The World Bank findings are the latest in a series of warnings that a warming planet posed a serious risk to India, which could hamper the country’s growth story.
Climate change if unchecked will lower living standards of about half of South Asia’s population by 2050, with people in central India likely to be worst hit, a World Bank report will say. Overall 600 million Indians will be moderately or severely affected by changes in temperature and rainfall. People living inland are more likely to witness an erosion in living standards compared to those in coastal and hilly regions, says the report that will be released on Thursday.
“Almost half of South Asia’s population lives in areas that are projected to become moderate to severe hotspots by 2050 under the carbon-intensive scenario,” a preview of the report says. “At the same time, living standards in some currently cold and dry mountain areas could improve marginally.”
Hotspots are areas where living standards will be most affected by changes in temperature and rainfall.
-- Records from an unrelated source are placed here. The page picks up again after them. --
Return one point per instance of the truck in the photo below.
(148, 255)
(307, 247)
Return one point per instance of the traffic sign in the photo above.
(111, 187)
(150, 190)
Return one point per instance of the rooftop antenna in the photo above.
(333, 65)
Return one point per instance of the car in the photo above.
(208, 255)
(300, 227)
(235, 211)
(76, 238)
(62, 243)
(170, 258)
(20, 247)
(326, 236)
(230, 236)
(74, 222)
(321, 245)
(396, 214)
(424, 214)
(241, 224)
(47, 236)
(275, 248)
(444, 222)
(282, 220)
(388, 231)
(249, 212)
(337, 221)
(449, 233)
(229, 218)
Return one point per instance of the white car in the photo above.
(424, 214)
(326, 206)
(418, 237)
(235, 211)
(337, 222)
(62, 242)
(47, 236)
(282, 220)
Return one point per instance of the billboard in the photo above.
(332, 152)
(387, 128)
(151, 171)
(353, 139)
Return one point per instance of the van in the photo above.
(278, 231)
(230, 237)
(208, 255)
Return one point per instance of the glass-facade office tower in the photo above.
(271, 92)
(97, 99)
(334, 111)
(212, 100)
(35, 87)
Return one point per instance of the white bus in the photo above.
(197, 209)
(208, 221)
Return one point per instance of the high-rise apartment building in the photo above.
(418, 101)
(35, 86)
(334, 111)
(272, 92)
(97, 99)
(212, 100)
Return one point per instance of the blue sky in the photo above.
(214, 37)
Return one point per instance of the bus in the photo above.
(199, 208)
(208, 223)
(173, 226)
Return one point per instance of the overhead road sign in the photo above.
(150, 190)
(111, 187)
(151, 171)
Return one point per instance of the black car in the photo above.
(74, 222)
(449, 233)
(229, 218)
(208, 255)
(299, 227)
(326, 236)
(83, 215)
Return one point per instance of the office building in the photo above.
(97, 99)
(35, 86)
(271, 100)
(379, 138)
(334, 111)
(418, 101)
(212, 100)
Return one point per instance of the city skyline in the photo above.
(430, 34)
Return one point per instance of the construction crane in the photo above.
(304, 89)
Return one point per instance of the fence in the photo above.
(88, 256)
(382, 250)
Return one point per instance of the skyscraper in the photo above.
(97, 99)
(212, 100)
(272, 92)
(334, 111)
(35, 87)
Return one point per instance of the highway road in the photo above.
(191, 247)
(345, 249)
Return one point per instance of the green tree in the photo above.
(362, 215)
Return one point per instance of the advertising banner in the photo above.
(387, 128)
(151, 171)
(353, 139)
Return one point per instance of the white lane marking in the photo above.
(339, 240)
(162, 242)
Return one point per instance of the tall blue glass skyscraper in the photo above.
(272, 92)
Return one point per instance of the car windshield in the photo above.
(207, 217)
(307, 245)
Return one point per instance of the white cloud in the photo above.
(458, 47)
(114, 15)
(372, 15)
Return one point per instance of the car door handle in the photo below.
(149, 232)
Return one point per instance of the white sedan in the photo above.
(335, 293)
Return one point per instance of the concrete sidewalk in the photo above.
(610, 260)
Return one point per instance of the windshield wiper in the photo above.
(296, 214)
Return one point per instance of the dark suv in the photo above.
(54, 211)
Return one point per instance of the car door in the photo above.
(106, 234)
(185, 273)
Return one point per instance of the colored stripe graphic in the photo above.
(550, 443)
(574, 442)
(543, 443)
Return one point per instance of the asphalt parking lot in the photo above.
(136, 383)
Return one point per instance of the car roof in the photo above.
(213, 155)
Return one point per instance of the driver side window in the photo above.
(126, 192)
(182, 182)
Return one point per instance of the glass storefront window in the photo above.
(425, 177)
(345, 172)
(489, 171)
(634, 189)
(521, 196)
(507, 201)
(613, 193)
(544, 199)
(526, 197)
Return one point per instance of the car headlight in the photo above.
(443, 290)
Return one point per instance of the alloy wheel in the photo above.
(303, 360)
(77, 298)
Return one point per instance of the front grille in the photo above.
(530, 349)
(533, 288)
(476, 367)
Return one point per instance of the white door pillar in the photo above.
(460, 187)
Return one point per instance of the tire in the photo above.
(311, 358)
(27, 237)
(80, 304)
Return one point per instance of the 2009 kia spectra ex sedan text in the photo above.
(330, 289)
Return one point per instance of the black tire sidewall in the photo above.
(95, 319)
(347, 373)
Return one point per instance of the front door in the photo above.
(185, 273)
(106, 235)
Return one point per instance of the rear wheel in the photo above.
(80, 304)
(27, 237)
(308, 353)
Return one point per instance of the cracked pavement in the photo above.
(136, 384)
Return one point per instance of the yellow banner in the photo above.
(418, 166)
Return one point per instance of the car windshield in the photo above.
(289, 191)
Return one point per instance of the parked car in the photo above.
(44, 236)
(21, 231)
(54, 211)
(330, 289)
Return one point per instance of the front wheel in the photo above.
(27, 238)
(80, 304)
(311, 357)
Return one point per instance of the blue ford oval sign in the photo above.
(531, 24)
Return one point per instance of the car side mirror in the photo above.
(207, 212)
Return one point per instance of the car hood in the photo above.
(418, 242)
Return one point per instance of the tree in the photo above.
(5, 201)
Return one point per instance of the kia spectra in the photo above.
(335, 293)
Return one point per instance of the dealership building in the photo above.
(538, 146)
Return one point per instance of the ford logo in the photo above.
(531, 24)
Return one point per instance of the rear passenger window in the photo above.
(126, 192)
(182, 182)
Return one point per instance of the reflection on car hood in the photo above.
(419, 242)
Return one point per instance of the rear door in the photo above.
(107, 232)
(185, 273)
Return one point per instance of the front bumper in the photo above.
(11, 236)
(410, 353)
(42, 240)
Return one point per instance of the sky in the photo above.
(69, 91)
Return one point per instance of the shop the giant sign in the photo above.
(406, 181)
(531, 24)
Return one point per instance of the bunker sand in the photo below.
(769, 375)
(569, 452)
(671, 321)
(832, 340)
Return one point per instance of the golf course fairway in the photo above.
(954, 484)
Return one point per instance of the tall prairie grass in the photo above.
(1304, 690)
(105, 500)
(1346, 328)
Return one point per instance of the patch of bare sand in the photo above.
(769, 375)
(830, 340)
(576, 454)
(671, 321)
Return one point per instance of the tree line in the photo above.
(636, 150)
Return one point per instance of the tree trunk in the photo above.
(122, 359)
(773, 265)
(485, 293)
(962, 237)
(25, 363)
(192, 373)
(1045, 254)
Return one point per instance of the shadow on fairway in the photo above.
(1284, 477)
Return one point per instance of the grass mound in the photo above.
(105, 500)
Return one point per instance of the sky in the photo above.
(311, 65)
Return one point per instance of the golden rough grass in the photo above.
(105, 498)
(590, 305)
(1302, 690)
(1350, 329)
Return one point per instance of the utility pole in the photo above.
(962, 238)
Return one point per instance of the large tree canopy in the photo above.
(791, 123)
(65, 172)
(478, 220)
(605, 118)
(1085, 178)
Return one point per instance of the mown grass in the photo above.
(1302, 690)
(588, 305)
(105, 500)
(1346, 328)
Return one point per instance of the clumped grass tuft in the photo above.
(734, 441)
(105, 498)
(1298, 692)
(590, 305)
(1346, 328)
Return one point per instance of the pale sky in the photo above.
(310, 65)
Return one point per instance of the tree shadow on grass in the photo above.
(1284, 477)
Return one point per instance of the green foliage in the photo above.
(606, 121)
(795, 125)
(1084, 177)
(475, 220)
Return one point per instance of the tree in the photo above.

The report used household survey data to understand the link between living standards and weather conditions.
It examines how rising temperatures and changing rainfall patterns will impact living standards under two scenarios: One, where aggressive climate-change action is taken and another when minimal action is taken. The report looks at 11 models that have been able to predict with a high degree of accuracy the changes in temperature and rainfall in South Asia at the district level. In both cases standard of life of people is likely to fall, but the impacts would be very severe in the minimal-action scenario.
The World Bank findings are the latest in a series of warnings that a warming planet posed a serious risk to India, which could hamper the country’s growth story. A study released earlier this year found that India is one of the most vulnerable countries to climate change, which is likely to lead to greater food insecurity, even if the temperature rises by 1.5 degrees Celsius above pre-industrial levels.
A leaked draft report from the Intergovernmental Panel on Climate Change this month suggested that current pledges taken by countries to reduce greenhouse gas emissions might not be enough to prevent catastrophic impacts of climate change.
“The government has not prioritised adaptation the way it should,” Harjeet Singh, climate-change expert at Action Aid said. “India as a country has been ranked one of the most vulnerable countries to climate change. If we don’t focus on adaptation we will see an erosion of development gains.”